Several limitations of the present study should be considered. First, because of the nature of a meta-analysis, we can only provide statistical analyses at the level of whole studies. The combination of results from different studies into a single analysis might cloud individual differences within studies. Second, because too few studies have examined certain brain areas, we could not assess the role of NAA levels in the OFC, and only two studies were included in the meta-analysis of the DLPFC, even though we recognize that previous neuroimaging studies have reported these areas to be important in OCD.[67, 68] Third, although NAA reduction in the mPFC was robustly correlated with scores of symptom severity, and meta-regression showed no significant relation between percentage of comorbid diagnosis of depression and anxiety disorder and NAA reduction, there still remains the possibility that NAA reduction may be due to subclinical depression or anxiety, as sensitivity analysis that excluded patients with comorbid psychiatric disorder did not demonstrate significant NAA reduction and other anxiety disorders also demonstrated NAA reduction in the mPFC.[69] Forth, although we focused on three CSTC circuits and demonstrated marginally significant NAA reduction in one of the three, we could not conduct network analysis.
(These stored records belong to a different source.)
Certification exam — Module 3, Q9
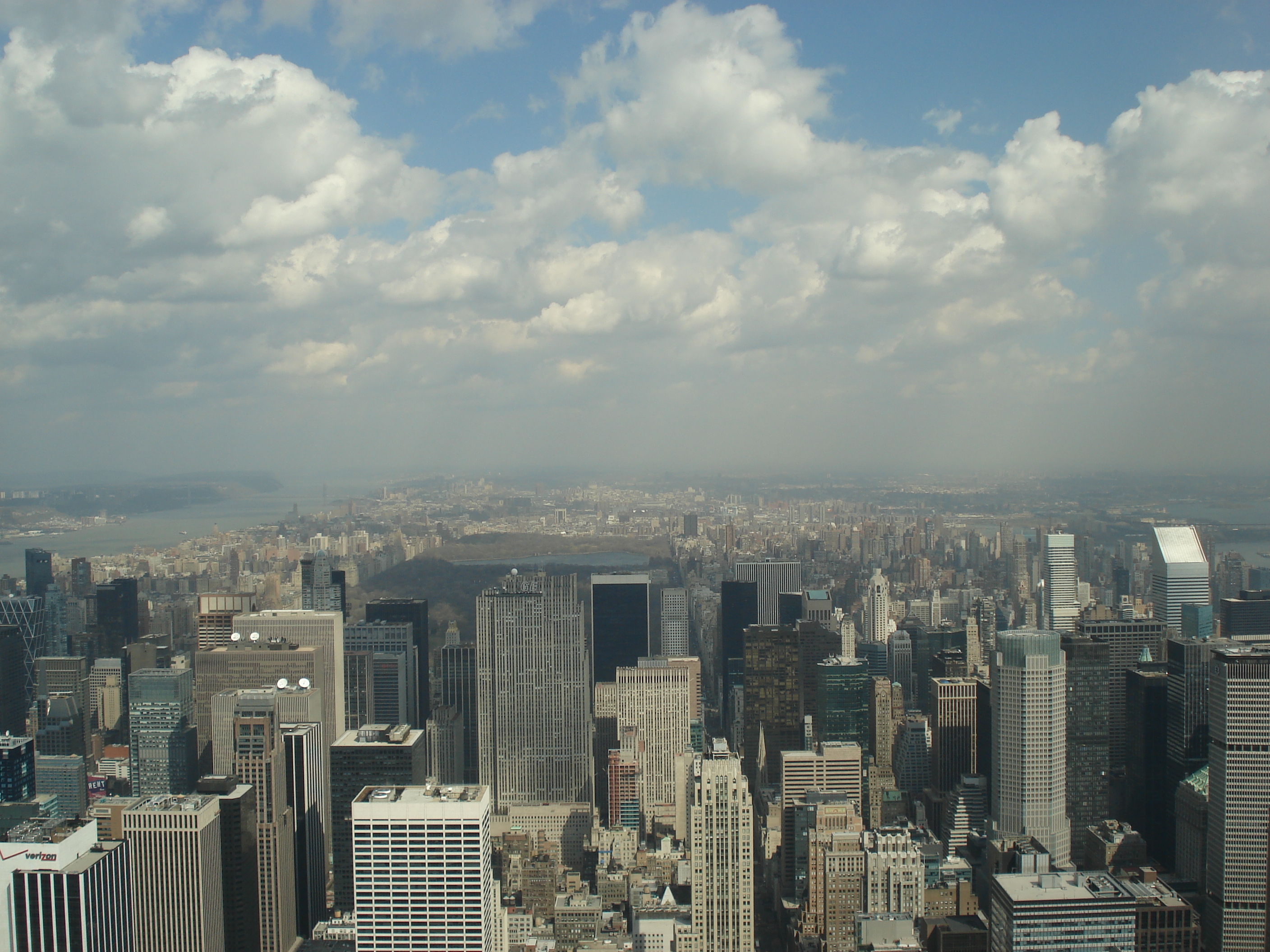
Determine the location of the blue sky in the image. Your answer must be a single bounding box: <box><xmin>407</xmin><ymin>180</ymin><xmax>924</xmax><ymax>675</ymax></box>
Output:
<box><xmin>0</xmin><ymin>0</ymin><xmax>1270</xmax><ymax>471</ymax></box>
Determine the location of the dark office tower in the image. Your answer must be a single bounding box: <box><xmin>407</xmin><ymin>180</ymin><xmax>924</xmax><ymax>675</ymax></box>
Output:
<box><xmin>330</xmin><ymin>723</ymin><xmax>428</xmax><ymax>913</ymax></box>
<box><xmin>71</xmin><ymin>558</ymin><xmax>95</xmax><ymax>598</ymax></box>
<box><xmin>815</xmin><ymin>658</ymin><xmax>874</xmax><ymax>756</ymax></box>
<box><xmin>128</xmin><ymin>668</ymin><xmax>198</xmax><ymax>796</ymax></box>
<box><xmin>590</xmin><ymin>574</ymin><xmax>653</xmax><ymax>682</ymax></box>
<box><xmin>1222</xmin><ymin>589</ymin><xmax>1270</xmax><ymax>641</ymax></box>
<box><xmin>27</xmin><ymin>549</ymin><xmax>53</xmax><ymax>598</ymax></box>
<box><xmin>715</xmin><ymin>581</ymin><xmax>758</xmax><ymax>734</ymax></box>
<box><xmin>300</xmin><ymin>549</ymin><xmax>344</xmax><ymax>614</ymax></box>
<box><xmin>343</xmin><ymin>621</ymin><xmax>423</xmax><ymax>730</ymax></box>
<box><xmin>1063</xmin><ymin>635</ymin><xmax>1110</xmax><ymax>837</ymax></box>
<box><xmin>36</xmin><ymin>658</ymin><xmax>92</xmax><ymax>754</ymax></box>
<box><xmin>1124</xmin><ymin>650</ymin><xmax>1172</xmax><ymax>856</ymax></box>
<box><xmin>0</xmin><ymin>595</ymin><xmax>46</xmax><ymax>711</ymax></box>
<box><xmin>743</xmin><ymin>624</ymin><xmax>804</xmax><ymax>790</ymax></box>
<box><xmin>795</xmin><ymin>622</ymin><xmax>842</xmax><ymax>728</ymax></box>
<box><xmin>974</xmin><ymin>598</ymin><xmax>997</xmax><ymax>661</ymax></box>
<box><xmin>97</xmin><ymin>579</ymin><xmax>141</xmax><ymax>656</ymax></box>
<box><xmin>196</xmin><ymin>776</ymin><xmax>260</xmax><ymax>952</ymax></box>
<box><xmin>1076</xmin><ymin>618</ymin><xmax>1163</xmax><ymax>773</ymax></box>
<box><xmin>1203</xmin><ymin>644</ymin><xmax>1270</xmax><ymax>952</ymax></box>
<box><xmin>776</xmin><ymin>591</ymin><xmax>803</xmax><ymax>624</ymax></box>
<box><xmin>437</xmin><ymin>642</ymin><xmax>480</xmax><ymax>783</ymax></box>
<box><xmin>281</xmin><ymin>723</ymin><xmax>329</xmax><ymax>938</ymax></box>
<box><xmin>0</xmin><ymin>624</ymin><xmax>27</xmax><ymax>735</ymax></box>
<box><xmin>0</xmin><ymin>734</ymin><xmax>36</xmax><ymax>804</ymax></box>
<box><xmin>929</xmin><ymin>678</ymin><xmax>979</xmax><ymax>793</ymax></box>
<box><xmin>358</xmin><ymin>598</ymin><xmax>432</xmax><ymax>726</ymax></box>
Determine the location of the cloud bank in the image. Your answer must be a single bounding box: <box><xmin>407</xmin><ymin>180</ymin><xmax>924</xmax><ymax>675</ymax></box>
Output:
<box><xmin>0</xmin><ymin>0</ymin><xmax>1270</xmax><ymax>470</ymax></box>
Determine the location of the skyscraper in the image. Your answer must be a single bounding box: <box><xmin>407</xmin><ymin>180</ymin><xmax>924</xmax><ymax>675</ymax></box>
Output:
<box><xmin>1120</xmin><ymin>649</ymin><xmax>1172</xmax><ymax>856</ymax></box>
<box><xmin>0</xmin><ymin>595</ymin><xmax>47</xmax><ymax>712</ymax></box>
<box><xmin>476</xmin><ymin>572</ymin><xmax>592</xmax><ymax>807</ymax></box>
<box><xmin>1203</xmin><ymin>645</ymin><xmax>1270</xmax><ymax>952</ymax></box>
<box><xmin>122</xmin><ymin>793</ymin><xmax>225</xmax><ymax>952</ymax></box>
<box><xmin>6</xmin><ymin>842</ymin><xmax>133</xmax><ymax>952</ymax></box>
<box><xmin>438</xmin><ymin>642</ymin><xmax>480</xmax><ymax>784</ymax></box>
<box><xmin>363</xmin><ymin>598</ymin><xmax>432</xmax><ymax>730</ymax></box>
<box><xmin>0</xmin><ymin>627</ymin><xmax>27</xmax><ymax>735</ymax></box>
<box><xmin>865</xmin><ymin>569</ymin><xmax>890</xmax><ymax>642</ymax></box>
<box><xmin>196</xmin><ymin>774</ymin><xmax>260</xmax><ymax>952</ymax></box>
<box><xmin>1045</xmin><ymin>533</ymin><xmax>1081</xmax><ymax>631</ymax></box>
<box><xmin>1076</xmin><ymin>613</ymin><xmax>1164</xmax><ymax>772</ymax></box>
<box><xmin>814</xmin><ymin>658</ymin><xmax>874</xmax><ymax>755</ymax></box>
<box><xmin>27</xmin><ymin>549</ymin><xmax>53</xmax><ymax>598</ymax></box>
<box><xmin>1150</xmin><ymin>526</ymin><xmax>1210</xmax><ymax>632</ymax></box>
<box><xmin>330</xmin><ymin>723</ymin><xmax>428</xmax><ymax>913</ymax></box>
<box><xmin>300</xmin><ymin>549</ymin><xmax>344</xmax><ymax>617</ymax></box>
<box><xmin>194</xmin><ymin>637</ymin><xmax>325</xmax><ymax>773</ymax></box>
<box><xmin>711</xmin><ymin>579</ymin><xmax>758</xmax><ymax>732</ymax></box>
<box><xmin>128</xmin><ymin>668</ymin><xmax>198</xmax><ymax>796</ymax></box>
<box><xmin>743</xmin><ymin>624</ymin><xmax>803</xmax><ymax>784</ymax></box>
<box><xmin>281</xmin><ymin>723</ymin><xmax>330</xmax><ymax>938</ymax></box>
<box><xmin>352</xmin><ymin>786</ymin><xmax>498</xmax><ymax>952</ymax></box>
<box><xmin>662</xmin><ymin>589</ymin><xmax>688</xmax><ymax>658</ymax></box>
<box><xmin>232</xmin><ymin>609</ymin><xmax>344</xmax><ymax>751</ymax></box>
<box><xmin>589</xmin><ymin>572</ymin><xmax>653</xmax><ymax>685</ymax></box>
<box><xmin>212</xmin><ymin>689</ymin><xmax>302</xmax><ymax>952</ymax></box>
<box><xmin>690</xmin><ymin>740</ymin><xmax>755</xmax><ymax>952</ymax></box>
<box><xmin>992</xmin><ymin>628</ymin><xmax>1071</xmax><ymax>866</ymax></box>
<box><xmin>931</xmin><ymin>678</ymin><xmax>979</xmax><ymax>793</ymax></box>
<box><xmin>342</xmin><ymin>622</ymin><xmax>416</xmax><ymax>730</ymax></box>
<box><xmin>1062</xmin><ymin>635</ymin><xmax>1110</xmax><ymax>831</ymax></box>
<box><xmin>617</xmin><ymin>658</ymin><xmax>692</xmax><ymax>833</ymax></box>
<box><xmin>733</xmin><ymin>558</ymin><xmax>803</xmax><ymax>624</ymax></box>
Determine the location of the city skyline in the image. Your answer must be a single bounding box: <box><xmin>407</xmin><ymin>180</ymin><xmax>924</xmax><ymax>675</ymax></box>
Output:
<box><xmin>0</xmin><ymin>0</ymin><xmax>1270</xmax><ymax>471</ymax></box>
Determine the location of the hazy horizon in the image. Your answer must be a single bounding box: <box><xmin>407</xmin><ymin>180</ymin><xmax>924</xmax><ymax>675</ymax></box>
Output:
<box><xmin>0</xmin><ymin>0</ymin><xmax>1270</xmax><ymax>482</ymax></box>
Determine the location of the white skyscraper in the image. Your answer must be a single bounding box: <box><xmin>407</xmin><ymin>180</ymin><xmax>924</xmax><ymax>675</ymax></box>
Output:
<box><xmin>1203</xmin><ymin>645</ymin><xmax>1270</xmax><ymax>952</ymax></box>
<box><xmin>865</xmin><ymin>569</ymin><xmax>890</xmax><ymax>642</ymax></box>
<box><xmin>735</xmin><ymin>560</ymin><xmax>803</xmax><ymax>624</ymax></box>
<box><xmin>476</xmin><ymin>572</ymin><xmax>592</xmax><ymax>809</ymax></box>
<box><xmin>617</xmin><ymin>658</ymin><xmax>692</xmax><ymax>833</ymax></box>
<box><xmin>662</xmin><ymin>589</ymin><xmax>688</xmax><ymax>658</ymax></box>
<box><xmin>353</xmin><ymin>784</ymin><xmax>498</xmax><ymax>952</ymax></box>
<box><xmin>992</xmin><ymin>628</ymin><xmax>1071</xmax><ymax>867</ymax></box>
<box><xmin>1150</xmin><ymin>526</ymin><xmax>1211</xmax><ymax>632</ymax></box>
<box><xmin>1045</xmin><ymin>533</ymin><xmax>1081</xmax><ymax>632</ymax></box>
<box><xmin>690</xmin><ymin>740</ymin><xmax>755</xmax><ymax>952</ymax></box>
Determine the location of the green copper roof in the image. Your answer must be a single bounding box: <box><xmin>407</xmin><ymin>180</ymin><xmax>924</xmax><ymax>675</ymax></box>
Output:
<box><xmin>1183</xmin><ymin>764</ymin><xmax>1208</xmax><ymax>797</ymax></box>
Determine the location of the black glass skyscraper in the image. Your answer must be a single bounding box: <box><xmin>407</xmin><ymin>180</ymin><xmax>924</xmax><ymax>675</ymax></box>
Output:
<box><xmin>590</xmin><ymin>574</ymin><xmax>650</xmax><ymax>682</ymax></box>
<box><xmin>27</xmin><ymin>549</ymin><xmax>53</xmax><ymax>598</ymax></box>
<box><xmin>439</xmin><ymin>642</ymin><xmax>480</xmax><ymax>783</ymax></box>
<box><xmin>366</xmin><ymin>598</ymin><xmax>432</xmax><ymax>728</ymax></box>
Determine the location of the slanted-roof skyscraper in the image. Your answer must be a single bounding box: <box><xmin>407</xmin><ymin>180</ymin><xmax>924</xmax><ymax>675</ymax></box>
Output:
<box><xmin>1150</xmin><ymin>526</ymin><xmax>1211</xmax><ymax>632</ymax></box>
<box><xmin>476</xmin><ymin>572</ymin><xmax>592</xmax><ymax>807</ymax></box>
<box><xmin>1045</xmin><ymin>533</ymin><xmax>1081</xmax><ymax>631</ymax></box>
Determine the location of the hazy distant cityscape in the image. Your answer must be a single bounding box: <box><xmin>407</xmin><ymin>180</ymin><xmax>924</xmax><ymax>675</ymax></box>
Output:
<box><xmin>0</xmin><ymin>473</ymin><xmax>1270</xmax><ymax>952</ymax></box>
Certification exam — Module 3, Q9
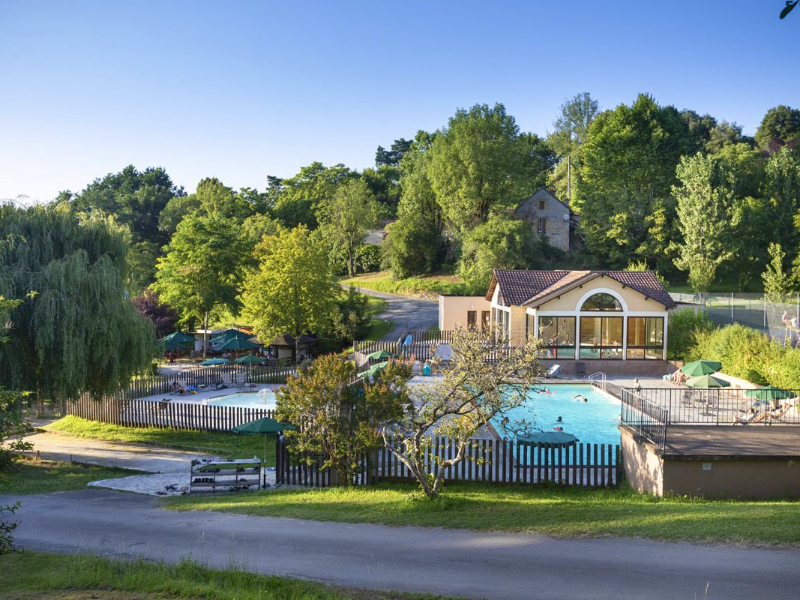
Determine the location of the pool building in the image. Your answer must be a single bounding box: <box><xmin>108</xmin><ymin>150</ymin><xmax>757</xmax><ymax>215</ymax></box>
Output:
<box><xmin>439</xmin><ymin>270</ymin><xmax>676</xmax><ymax>375</ymax></box>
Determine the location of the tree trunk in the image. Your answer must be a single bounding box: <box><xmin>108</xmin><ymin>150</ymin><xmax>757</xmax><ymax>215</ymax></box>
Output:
<box><xmin>203</xmin><ymin>311</ymin><xmax>208</xmax><ymax>360</ymax></box>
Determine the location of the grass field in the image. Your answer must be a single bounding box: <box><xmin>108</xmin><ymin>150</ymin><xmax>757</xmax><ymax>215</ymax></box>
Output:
<box><xmin>167</xmin><ymin>484</ymin><xmax>800</xmax><ymax>546</ymax></box>
<box><xmin>341</xmin><ymin>271</ymin><xmax>476</xmax><ymax>298</ymax></box>
<box><xmin>0</xmin><ymin>457</ymin><xmax>139</xmax><ymax>496</ymax></box>
<box><xmin>0</xmin><ymin>552</ymin><xmax>456</xmax><ymax>600</ymax></box>
<box><xmin>45</xmin><ymin>415</ymin><xmax>275</xmax><ymax>466</ymax></box>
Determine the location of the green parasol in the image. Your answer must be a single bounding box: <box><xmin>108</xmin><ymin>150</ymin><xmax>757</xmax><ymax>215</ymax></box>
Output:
<box><xmin>686</xmin><ymin>375</ymin><xmax>731</xmax><ymax>388</ymax></box>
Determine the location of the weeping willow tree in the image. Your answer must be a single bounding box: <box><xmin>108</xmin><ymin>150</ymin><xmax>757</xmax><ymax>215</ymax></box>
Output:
<box><xmin>0</xmin><ymin>204</ymin><xmax>155</xmax><ymax>400</ymax></box>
Fifth, although we categorized the locations of the VOIs into three brain areas, this classification scheme might be criticized as being over-simplified. Though we recognize the functional variability within subregions of these areas, we could not divide VOIs into subarea such as anterior cingulate cortex accurately and objectively only based on Figures and legend supplied in the included studies. Finally, the current meta-analysis included both pediatric and adult studies. Although we investigated the effect of age, the effect size was calculated from two groups of similar ages. Thus, given the striking developmental changes that occur in these regions, we could not assess the underlying developmental trajectory of NAA levels in OCD.

Conclusion

In conclusion, the current meta-analysis revealed a significant NAA reduction in the frontal cortex in OCD patients, while no significant differences were present in the thalamus and basal ganglia. Sensitivity analysis in an anatomically specified subgroup consisting of datasets examining the mPFC demonstrated marginal significant reduction of NAA. The NAA reduction in the mPFC was correlated to symptom severity of OCD. These findings suggest that neurochemical alteration in the mPFC is one of the abnormal neural bases that directly relate to behavioral abnormality.